His hands went to his hips and his eyes narrowed. “What the hell are you up to? I know you know who I am, and I’m not playing games. You’re not getting something out of me.”

“What would I get?” I asked. “Are you sure this amount is right?”

He ignored my first question. “So this is going to turn into an argument?”

I looked up at him. From down here on the couch, it was like staring up to the top of Mount Rushmore, which I had seen once. It was breathtaking, and I had the same feeling when I looked at Jake Koval. It was his size, yes, but also that he looked so…stony. It was like his face had been carved out of rock, with a big, strong jaw and a nose and cheekbones that were sharp and prominent. He also had blue eyes, and they absolutely glared. The presidents on Mount Rushmore had looked a lot less threatening. I hadn’t been able to see the backs of their heads, but I didn’t think that any of them had long hair, either. This guy did but it was restrained in a thick ponytail.

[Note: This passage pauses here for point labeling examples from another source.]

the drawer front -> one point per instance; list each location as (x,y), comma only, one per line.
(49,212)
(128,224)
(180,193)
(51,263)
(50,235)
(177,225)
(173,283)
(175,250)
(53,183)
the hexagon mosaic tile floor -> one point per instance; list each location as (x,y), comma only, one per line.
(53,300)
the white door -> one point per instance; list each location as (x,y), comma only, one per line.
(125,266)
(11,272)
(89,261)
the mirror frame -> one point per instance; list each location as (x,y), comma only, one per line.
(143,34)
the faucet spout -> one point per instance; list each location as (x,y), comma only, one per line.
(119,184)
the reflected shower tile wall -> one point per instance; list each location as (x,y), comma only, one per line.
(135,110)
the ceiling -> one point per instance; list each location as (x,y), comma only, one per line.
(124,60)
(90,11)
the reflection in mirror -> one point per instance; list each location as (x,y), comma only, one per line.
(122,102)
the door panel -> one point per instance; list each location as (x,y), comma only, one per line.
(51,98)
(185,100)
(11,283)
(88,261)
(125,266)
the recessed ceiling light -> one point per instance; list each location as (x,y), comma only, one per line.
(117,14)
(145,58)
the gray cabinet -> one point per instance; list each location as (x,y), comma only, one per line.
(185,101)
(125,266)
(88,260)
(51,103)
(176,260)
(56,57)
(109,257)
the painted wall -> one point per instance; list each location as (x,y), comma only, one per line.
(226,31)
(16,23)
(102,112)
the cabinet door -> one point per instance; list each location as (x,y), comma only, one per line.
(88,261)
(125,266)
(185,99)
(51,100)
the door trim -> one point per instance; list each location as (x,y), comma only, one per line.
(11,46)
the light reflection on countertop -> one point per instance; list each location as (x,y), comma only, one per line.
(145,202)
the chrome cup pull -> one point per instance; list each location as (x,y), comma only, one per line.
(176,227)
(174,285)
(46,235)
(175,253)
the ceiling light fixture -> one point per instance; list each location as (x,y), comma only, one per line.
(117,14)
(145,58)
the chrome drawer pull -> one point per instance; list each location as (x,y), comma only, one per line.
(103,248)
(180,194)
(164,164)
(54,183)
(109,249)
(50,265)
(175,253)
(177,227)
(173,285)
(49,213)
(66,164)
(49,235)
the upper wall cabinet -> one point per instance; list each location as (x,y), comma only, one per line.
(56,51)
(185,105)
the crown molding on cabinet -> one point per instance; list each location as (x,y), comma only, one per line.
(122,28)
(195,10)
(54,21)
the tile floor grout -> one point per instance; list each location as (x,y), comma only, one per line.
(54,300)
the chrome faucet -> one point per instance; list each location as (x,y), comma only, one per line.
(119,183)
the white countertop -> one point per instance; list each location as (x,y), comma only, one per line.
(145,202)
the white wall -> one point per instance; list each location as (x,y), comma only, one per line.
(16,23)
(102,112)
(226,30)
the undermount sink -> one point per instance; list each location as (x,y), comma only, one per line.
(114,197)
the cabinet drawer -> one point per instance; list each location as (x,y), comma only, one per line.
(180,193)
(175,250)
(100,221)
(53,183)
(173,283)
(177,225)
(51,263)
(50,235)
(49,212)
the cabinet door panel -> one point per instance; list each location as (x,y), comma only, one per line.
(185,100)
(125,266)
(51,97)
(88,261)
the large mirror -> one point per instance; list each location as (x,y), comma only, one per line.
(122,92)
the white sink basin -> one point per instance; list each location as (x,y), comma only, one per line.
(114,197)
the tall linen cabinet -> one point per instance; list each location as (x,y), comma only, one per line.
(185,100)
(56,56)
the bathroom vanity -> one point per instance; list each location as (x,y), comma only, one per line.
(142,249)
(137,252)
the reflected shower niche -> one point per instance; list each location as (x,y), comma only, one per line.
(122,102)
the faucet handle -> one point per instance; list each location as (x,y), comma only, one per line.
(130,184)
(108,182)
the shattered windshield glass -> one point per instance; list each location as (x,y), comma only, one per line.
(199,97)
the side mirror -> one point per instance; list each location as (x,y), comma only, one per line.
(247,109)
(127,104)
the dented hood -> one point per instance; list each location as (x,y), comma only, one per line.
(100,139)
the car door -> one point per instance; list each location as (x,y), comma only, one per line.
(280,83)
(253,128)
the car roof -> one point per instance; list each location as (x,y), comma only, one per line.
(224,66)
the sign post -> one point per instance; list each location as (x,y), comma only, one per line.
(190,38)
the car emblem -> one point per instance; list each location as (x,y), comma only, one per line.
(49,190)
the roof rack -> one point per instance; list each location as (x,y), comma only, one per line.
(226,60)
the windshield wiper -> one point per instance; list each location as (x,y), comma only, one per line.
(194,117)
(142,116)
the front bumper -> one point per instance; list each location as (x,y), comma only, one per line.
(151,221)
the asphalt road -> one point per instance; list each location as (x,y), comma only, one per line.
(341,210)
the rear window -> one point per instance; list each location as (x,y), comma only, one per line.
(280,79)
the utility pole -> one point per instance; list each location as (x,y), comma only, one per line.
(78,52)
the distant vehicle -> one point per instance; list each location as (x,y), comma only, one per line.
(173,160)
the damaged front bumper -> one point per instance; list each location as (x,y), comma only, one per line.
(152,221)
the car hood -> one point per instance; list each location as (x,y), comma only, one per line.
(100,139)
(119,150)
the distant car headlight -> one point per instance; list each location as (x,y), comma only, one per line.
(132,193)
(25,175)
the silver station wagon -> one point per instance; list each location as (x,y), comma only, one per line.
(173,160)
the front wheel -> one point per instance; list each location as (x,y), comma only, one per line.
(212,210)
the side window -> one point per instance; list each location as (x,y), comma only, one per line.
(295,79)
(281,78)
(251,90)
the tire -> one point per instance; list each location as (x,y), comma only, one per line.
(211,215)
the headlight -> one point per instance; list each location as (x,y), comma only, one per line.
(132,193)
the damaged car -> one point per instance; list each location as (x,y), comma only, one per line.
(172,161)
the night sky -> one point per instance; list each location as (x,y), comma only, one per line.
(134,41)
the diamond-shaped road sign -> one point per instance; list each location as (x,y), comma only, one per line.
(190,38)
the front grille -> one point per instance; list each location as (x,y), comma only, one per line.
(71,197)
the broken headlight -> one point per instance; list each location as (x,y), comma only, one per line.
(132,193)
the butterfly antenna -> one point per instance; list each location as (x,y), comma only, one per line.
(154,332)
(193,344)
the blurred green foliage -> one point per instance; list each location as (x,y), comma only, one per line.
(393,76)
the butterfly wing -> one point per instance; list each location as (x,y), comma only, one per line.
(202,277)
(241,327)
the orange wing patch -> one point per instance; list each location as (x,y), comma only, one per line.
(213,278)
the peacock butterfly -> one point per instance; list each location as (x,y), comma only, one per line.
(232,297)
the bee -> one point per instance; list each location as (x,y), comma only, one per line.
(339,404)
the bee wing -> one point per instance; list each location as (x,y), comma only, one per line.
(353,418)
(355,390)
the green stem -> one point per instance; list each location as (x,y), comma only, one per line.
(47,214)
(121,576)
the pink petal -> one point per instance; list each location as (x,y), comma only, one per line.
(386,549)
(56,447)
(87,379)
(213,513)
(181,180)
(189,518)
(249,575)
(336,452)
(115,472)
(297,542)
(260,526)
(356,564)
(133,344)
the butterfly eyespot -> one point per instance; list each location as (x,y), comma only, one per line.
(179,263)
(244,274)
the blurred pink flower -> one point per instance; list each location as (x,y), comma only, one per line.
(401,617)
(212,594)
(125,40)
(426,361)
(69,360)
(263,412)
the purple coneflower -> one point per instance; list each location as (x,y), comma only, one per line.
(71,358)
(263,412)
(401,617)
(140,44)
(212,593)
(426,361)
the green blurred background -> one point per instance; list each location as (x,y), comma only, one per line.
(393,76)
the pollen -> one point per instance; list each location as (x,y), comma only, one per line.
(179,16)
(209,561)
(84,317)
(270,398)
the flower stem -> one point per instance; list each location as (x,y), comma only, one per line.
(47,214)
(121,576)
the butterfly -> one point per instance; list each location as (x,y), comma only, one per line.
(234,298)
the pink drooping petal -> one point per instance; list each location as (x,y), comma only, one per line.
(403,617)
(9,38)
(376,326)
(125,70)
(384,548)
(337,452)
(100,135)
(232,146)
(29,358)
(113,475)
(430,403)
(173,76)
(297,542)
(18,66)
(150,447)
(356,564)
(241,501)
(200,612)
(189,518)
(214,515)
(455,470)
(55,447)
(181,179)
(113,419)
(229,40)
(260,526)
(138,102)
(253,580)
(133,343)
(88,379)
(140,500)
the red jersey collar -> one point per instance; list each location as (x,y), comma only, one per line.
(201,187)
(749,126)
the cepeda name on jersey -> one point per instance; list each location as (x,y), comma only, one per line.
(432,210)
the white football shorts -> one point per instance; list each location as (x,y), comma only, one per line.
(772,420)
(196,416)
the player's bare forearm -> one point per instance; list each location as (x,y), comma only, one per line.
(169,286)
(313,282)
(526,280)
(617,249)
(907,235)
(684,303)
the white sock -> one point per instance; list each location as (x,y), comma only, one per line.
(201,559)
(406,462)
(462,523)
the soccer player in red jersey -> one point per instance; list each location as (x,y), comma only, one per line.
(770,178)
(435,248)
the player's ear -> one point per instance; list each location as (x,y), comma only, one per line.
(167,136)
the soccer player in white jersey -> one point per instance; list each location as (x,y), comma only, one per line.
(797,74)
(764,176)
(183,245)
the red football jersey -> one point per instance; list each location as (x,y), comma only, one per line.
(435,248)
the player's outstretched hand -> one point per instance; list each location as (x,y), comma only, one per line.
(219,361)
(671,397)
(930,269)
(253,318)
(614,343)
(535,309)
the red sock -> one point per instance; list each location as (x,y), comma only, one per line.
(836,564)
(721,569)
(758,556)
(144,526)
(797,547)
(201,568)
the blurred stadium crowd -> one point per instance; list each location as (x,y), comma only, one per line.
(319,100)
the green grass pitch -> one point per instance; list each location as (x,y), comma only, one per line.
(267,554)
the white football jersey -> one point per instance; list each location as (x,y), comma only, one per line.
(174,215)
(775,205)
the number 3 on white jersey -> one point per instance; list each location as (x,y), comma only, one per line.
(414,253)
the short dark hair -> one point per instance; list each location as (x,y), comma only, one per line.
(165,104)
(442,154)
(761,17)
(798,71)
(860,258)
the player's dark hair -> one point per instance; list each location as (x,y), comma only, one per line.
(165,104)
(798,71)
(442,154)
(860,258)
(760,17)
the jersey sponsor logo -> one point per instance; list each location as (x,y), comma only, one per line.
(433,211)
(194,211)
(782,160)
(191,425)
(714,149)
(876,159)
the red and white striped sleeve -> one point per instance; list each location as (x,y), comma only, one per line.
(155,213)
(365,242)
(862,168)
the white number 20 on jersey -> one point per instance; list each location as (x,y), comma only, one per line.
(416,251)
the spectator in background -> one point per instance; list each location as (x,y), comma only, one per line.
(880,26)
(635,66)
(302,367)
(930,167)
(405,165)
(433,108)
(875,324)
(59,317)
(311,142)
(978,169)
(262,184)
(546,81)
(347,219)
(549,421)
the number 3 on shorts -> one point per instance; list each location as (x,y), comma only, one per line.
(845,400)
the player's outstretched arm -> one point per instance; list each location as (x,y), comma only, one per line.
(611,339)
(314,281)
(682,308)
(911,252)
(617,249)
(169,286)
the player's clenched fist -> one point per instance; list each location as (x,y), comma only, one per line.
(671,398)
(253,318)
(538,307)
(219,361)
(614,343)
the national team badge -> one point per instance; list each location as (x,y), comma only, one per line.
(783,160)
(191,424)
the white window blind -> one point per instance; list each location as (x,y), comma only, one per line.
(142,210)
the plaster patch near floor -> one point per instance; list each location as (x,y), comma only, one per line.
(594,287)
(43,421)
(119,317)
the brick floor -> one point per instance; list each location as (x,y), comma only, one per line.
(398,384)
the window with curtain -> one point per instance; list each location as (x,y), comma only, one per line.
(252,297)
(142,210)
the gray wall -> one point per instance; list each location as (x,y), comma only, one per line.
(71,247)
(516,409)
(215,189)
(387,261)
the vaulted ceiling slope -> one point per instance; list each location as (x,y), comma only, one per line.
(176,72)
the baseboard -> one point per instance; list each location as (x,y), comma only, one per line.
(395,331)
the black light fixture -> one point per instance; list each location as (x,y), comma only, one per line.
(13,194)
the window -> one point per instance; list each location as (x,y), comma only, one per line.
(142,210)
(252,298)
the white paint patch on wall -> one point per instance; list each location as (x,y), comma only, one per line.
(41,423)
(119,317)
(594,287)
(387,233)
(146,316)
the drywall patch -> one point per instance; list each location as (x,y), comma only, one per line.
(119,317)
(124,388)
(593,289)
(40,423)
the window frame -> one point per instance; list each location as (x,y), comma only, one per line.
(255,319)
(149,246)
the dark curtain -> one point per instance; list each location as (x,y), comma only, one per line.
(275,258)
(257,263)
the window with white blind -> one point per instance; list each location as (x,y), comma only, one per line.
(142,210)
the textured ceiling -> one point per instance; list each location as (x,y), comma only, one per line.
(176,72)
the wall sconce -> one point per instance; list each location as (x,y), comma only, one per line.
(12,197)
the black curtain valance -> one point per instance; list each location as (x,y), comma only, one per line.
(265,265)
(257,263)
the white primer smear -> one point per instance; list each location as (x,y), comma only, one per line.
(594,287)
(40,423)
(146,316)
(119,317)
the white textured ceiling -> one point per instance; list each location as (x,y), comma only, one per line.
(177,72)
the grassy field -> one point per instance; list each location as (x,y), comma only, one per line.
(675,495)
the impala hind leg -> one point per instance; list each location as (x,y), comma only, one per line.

“I don’t want to argue,” I said. “I just can’t believe this is so expensive. I’m going to give you the money but I was thinking about Christmas.”

He laughed. The sound didn’t make me think he’d heard something amusing, though. It sounded almost as angry as when Meadow screamed. “I knew it,” he said scornfully. “‘Oh, it’s Christmas, do I really have to pay for the damage my daughter caused?’ Yeah, you do,” he growled out.

I nodded and went into my bedroom again, and then I put the chair onto the dresser, climbed onto the bed, onto the dresser, and then onto the chair. I removed the vent cover in the ceiling, leaving a hole that hadn’t yet worked to blow hot air like I thought it was supposed to, and I got the box that I stored up there. Carefully, I climbed back down and then counted out the money I owed him.

“You keep this much in cash in the house?” he asked as I returned to the living room and handed it to him.

“I get tips,” I said and watched as he also counted it. “It’s all there.”

“You want a receipt?”

“No, that’s ok.” I watched, sadly, as he took out his wallet and put the thick stack of bills inside it. “I’m glad your truck is all better and I’m sorry this happened. I’m going to do my best to make sure that nothing like this ever happens again.”

“Well…” He looked at me for a moment with a scary frown before he said, “Good.”

“It was nice to have met you,” I told him.

“Really?” He shook his head, and without another word, he walked out into the cold, slamming the door behind himself. I sat down on my glittery couch and sighed.

But maybe I would win that car in the raffle, because they hadn’t picked a name yet. Things could brighten up today. They definitely could.